Nous chercherons quel est le nom de l’espérance ;
Nous dirons : ITALIE, et tu répondras : France
V. Hugo à Garibaldi


Dans les premières décennies qui suivent l’unification, l’Italie, toute repliée sur elle-même, manifeste une sorte de crispation identitaire qui semble l’éloigner de tout parcours d’ouverture à l’autre. Cependant, les manuels italiens pour l’enseignement du français du début du XXe siècle nous font assister à un phénomène singulier : la France fournit souvent des modèles pour la construction de l’identité italienne.
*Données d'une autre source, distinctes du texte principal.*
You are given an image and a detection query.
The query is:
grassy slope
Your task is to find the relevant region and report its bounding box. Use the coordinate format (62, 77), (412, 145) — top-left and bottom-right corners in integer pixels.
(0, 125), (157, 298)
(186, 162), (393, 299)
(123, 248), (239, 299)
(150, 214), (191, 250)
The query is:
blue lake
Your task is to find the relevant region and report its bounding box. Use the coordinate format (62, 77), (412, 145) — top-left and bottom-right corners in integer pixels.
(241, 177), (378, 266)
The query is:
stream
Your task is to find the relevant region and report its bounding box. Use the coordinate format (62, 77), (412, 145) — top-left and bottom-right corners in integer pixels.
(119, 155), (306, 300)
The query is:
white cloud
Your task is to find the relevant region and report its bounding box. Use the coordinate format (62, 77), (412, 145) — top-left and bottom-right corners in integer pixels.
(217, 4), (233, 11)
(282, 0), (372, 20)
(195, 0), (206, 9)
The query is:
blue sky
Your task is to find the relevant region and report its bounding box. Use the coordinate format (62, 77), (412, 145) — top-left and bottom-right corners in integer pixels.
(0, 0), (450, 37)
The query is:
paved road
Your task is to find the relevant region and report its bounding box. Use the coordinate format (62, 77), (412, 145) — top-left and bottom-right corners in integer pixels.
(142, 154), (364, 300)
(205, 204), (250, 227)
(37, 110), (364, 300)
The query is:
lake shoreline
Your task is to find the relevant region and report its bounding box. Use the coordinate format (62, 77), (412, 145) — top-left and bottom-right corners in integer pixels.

La solidarité entre les deux nations se met en place, les sœurs latines renouent le lien interrompu par des siècles d’histoires divergentes. Les manuels de français du début du XXesiècle nous parlent en effet de la quête d’une identité commune entre la France et l’Italie : c’est au nom d’une même origine latine qu’on établit le parallèle entre les deux nations, leur géographie, leur histoire, leur politique, leur culture. L’Italie, à la recherche de modèles au moment de sa naissance en tant que nation, s’adresse de préférence à sa voisine. La France devient alors quelquefois un modèle d’inspiration identitaire. L’exemple à imiter d’un pays riche et puissant comme la France sera un aiguillon efficace et son émulation permettra à la jeune nation de se mettre au pas avec l’Occident prospère et performant. Un modèle fort, donc, prestigieux qui ne pourra que renforcer l’identité nationale naissante. Mais parfois, l’intention n’est pas de proposer un modèle d’emprunt, d’offrir à l’Italie une identité « à la française »; il s’agit plutôt de suggérer un parallèle entre les deux nations, et, en les mettant sur le même niveau, de les faire participer à un même univers de référence : l’identité latine, maintes fois évoquée en tant que patrimoine commun, permet de trouver des liens supranationaux. Non pas une identité d’emprunt donc, mais une identité en partage. L’oscillation entre ces deux pôles mérite quelque attention.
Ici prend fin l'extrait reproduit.